1. What is tunneling from a rectangular barrier?

Tunneling from a rectangular barrier refers to the quantum mechanical phenomenon where a particle has a non-zero probability of passing through a potential barrier, even though it does not have enough energy to overcome the barrier. This is due to the wave-like nature of particles at the quantum level.

2. How does tunneling from a rectangular barrier occur?

Tunneling from a rectangular barrier occurs when a particle's wave function extends beyond the edges of the potential barrier. This allows the particle to have a non-zero probability of penetrating the barrier, even though classically it would not have enough energy to do so.

3. What is exponential decay in the context of tunneling from a rectangular barrier?

Exponential decay in the context of tunneling from a rectangular barrier refers to the rate at which the probability of a particle tunneling through the barrier decreases as the barrier height increases. As the barrier becomes higher, the probability of tunneling decreases exponentially.

4. What factors affect the rate of tunneling from a rectangular barrier?

The main factors that affect the rate of tunneling from a rectangular barrier include the height and width of the barrier, as well as the energy and mass of the particle. A higher and wider barrier will decrease the probability of tunneling, while a lower and narrower barrier will increase it.

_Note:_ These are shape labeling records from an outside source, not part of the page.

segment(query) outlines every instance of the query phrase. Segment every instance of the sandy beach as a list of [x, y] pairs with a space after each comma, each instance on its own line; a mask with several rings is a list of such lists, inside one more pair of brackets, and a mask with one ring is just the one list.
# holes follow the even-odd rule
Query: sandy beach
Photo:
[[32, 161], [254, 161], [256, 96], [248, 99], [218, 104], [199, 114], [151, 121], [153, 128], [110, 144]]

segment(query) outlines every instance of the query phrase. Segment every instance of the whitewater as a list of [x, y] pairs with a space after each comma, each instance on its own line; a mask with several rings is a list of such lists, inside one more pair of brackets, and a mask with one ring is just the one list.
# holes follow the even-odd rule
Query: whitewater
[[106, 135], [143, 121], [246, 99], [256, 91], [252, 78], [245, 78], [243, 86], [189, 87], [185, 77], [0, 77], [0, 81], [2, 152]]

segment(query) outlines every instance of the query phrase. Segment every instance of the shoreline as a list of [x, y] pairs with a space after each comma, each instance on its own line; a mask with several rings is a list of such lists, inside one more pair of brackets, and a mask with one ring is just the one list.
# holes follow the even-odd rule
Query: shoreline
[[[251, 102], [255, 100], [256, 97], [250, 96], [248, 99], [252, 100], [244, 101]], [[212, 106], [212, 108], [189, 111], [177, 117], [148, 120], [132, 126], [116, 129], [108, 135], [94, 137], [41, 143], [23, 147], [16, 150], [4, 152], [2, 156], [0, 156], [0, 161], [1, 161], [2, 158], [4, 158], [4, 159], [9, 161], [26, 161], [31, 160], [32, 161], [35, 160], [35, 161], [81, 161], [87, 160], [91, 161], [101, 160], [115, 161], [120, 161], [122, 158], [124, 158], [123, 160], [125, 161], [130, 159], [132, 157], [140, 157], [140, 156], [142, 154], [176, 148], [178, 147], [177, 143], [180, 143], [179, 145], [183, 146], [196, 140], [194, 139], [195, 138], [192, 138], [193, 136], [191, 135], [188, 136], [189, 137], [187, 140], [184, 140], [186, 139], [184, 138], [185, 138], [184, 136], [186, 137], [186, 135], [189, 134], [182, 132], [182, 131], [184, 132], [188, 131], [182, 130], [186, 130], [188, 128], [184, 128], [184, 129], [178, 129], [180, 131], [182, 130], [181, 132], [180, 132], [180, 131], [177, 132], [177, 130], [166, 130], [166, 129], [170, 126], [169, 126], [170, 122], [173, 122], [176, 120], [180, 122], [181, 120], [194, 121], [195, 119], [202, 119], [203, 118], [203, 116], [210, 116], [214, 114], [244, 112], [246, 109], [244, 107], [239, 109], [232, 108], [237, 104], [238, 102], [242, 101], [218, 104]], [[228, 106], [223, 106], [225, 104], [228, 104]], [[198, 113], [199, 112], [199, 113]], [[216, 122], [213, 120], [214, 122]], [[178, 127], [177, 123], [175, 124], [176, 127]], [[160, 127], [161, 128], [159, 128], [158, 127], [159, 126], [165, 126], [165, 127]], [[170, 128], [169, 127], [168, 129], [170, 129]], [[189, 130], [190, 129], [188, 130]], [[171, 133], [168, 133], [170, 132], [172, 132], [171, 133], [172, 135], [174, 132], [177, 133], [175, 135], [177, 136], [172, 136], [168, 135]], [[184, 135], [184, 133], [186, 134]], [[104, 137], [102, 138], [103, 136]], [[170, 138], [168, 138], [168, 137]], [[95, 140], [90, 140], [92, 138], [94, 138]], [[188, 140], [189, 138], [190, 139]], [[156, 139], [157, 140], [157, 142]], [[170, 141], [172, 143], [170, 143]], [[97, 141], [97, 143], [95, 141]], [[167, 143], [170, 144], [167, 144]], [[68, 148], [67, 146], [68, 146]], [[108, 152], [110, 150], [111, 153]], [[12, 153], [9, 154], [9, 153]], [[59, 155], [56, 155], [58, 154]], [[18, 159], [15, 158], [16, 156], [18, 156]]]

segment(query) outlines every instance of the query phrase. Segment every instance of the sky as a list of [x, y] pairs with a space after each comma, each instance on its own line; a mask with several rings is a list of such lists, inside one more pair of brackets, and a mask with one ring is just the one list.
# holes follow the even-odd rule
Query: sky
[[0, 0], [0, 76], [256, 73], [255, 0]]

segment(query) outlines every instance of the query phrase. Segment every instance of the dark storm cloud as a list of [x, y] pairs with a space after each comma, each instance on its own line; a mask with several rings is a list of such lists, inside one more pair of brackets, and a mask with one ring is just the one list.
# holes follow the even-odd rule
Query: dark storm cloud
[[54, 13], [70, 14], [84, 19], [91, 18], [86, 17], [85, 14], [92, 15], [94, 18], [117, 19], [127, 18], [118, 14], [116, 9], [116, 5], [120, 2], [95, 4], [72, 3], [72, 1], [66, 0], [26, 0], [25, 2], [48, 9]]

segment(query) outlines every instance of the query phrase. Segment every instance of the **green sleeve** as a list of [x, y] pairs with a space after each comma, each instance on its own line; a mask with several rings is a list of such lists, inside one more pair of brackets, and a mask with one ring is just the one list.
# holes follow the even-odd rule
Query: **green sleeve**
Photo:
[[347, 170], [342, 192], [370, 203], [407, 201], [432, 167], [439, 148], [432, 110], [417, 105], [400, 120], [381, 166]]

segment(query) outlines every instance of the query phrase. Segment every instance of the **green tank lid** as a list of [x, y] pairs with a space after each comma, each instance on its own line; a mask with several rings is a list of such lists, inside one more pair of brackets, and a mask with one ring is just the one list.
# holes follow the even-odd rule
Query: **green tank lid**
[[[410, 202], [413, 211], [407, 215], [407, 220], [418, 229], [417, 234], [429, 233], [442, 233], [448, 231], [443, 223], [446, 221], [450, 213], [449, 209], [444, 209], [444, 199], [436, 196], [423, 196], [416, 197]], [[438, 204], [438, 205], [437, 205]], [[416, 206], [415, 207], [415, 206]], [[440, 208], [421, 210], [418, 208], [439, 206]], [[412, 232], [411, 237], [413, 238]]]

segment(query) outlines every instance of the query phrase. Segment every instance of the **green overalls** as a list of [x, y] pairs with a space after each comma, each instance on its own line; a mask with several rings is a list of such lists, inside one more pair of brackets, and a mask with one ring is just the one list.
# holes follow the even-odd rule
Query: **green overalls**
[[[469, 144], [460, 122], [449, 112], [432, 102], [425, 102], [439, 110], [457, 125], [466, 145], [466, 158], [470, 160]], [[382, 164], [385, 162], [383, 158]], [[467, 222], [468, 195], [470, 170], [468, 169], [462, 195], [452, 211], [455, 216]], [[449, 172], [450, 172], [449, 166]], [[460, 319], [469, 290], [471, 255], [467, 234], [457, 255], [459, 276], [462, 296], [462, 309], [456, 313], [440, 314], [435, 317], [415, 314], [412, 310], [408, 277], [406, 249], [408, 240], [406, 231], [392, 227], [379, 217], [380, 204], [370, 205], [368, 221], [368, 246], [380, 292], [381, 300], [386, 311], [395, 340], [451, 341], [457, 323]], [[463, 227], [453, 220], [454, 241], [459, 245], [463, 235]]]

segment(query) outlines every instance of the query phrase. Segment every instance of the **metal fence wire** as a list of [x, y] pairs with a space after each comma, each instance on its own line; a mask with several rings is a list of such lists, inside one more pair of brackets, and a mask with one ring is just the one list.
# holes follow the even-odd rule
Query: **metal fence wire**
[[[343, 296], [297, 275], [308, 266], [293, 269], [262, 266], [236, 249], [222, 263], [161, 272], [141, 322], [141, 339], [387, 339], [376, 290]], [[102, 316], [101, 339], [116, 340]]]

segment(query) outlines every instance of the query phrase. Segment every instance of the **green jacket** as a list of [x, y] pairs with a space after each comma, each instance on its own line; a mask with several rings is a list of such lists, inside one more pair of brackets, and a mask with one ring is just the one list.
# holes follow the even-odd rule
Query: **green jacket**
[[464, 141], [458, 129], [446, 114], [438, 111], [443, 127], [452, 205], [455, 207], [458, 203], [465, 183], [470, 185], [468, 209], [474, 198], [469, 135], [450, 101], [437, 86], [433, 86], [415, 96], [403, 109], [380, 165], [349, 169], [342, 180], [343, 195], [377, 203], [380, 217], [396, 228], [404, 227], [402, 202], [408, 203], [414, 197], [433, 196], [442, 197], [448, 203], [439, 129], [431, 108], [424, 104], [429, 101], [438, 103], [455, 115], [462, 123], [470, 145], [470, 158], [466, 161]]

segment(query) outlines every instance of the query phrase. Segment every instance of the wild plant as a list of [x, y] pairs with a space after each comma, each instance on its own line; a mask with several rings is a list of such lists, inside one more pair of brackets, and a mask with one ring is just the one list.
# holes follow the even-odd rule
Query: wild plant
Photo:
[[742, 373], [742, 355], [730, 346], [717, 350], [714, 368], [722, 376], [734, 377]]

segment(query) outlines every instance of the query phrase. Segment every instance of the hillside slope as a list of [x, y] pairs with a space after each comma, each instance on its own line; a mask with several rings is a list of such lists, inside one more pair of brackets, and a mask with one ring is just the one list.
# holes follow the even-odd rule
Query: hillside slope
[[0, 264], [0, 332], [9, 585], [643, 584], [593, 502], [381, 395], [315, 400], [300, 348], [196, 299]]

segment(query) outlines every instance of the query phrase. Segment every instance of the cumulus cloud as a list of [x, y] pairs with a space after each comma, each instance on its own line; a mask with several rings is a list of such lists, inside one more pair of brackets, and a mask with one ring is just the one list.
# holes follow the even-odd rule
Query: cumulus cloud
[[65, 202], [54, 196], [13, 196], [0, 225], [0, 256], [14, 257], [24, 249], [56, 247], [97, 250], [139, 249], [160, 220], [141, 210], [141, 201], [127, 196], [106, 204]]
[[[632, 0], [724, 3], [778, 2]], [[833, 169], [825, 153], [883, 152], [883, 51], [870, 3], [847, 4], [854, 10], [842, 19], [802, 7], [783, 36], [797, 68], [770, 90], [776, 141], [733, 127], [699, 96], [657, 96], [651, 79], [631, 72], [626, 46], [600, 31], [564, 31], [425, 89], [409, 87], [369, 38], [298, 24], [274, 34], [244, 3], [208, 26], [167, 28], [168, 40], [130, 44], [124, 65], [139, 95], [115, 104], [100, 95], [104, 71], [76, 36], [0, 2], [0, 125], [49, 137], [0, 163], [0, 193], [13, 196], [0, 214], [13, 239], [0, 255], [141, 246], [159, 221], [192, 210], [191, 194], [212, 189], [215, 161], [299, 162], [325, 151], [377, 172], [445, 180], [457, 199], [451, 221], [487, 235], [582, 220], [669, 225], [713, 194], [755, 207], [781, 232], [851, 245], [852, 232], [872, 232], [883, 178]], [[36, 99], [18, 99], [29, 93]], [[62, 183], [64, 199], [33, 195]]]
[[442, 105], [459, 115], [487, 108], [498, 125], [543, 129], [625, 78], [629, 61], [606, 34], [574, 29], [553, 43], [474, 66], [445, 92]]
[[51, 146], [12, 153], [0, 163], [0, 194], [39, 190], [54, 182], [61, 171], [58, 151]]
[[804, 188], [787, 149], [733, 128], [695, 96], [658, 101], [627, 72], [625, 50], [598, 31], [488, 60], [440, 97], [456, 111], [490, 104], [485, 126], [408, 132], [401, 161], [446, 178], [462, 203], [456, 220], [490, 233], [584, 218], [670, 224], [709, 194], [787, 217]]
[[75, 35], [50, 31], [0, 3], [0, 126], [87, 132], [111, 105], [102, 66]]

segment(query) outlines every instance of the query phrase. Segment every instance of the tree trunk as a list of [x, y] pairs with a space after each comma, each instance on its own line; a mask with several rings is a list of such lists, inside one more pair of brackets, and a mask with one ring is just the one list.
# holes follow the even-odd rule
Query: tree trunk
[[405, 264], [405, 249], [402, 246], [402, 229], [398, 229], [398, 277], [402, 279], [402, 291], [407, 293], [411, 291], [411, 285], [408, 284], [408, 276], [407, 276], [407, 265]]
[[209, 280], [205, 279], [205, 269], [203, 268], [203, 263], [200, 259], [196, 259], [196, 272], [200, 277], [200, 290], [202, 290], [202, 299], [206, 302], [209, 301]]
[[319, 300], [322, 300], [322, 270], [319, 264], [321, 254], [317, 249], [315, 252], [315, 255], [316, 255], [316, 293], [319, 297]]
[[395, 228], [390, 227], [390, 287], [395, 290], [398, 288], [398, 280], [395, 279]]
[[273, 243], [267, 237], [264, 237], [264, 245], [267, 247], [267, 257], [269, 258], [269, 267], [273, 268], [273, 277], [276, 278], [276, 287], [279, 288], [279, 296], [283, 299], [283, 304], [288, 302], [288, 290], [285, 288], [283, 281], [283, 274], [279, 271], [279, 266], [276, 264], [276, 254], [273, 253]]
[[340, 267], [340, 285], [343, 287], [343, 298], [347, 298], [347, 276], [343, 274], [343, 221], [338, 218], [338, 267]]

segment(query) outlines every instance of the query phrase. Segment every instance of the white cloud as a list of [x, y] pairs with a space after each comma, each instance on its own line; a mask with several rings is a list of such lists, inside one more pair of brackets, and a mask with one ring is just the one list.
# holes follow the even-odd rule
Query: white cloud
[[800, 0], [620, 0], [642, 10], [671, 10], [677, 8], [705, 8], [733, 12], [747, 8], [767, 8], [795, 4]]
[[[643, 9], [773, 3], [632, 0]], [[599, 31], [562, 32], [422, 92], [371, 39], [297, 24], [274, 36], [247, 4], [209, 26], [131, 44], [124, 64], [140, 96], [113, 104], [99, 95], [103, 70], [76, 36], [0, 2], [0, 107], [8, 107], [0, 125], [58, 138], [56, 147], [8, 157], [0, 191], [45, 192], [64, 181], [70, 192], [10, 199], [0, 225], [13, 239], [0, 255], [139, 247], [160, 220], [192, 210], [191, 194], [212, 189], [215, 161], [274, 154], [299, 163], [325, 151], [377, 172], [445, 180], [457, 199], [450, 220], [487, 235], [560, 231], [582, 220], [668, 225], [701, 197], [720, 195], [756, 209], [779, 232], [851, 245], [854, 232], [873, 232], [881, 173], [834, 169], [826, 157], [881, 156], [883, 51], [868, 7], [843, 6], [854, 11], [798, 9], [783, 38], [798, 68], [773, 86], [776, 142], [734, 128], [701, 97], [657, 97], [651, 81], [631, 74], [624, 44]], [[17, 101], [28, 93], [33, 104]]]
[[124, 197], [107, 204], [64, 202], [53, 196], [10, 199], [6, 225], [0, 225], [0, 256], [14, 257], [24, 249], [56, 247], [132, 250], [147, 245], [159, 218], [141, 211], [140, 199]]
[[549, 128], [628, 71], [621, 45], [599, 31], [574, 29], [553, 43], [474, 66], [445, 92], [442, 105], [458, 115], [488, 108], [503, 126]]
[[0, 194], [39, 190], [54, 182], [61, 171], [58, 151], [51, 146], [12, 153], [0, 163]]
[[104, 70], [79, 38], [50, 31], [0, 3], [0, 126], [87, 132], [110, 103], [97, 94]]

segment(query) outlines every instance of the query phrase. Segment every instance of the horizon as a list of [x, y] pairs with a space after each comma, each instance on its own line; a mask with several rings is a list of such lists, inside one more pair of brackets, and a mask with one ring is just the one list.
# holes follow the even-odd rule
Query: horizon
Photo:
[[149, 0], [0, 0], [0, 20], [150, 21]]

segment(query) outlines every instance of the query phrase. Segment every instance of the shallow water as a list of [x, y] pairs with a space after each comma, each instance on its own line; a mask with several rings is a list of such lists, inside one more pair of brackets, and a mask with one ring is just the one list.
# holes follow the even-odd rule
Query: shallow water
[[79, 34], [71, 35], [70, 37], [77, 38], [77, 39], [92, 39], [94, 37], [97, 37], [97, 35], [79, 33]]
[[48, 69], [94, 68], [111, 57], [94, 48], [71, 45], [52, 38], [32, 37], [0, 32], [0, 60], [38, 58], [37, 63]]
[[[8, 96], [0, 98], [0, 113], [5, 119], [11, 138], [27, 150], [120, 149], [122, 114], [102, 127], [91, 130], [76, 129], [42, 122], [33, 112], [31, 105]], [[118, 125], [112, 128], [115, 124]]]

5. What are some real-world applications of tunneling from a rectangular barrier?

Tunneling from a rectangular barrier has many applications in various fields, such as in electronics for creating tunneling diodes and tunneling transistors. It is also used in scanning tunneling microscopy, which allows for high-resolution imaging of surfaces. In nuclear physics, tunneling is involved in the process of alpha decay. Additionally, tunneling is a crucial concept in understanding the behavior of particles in quantum mechanics.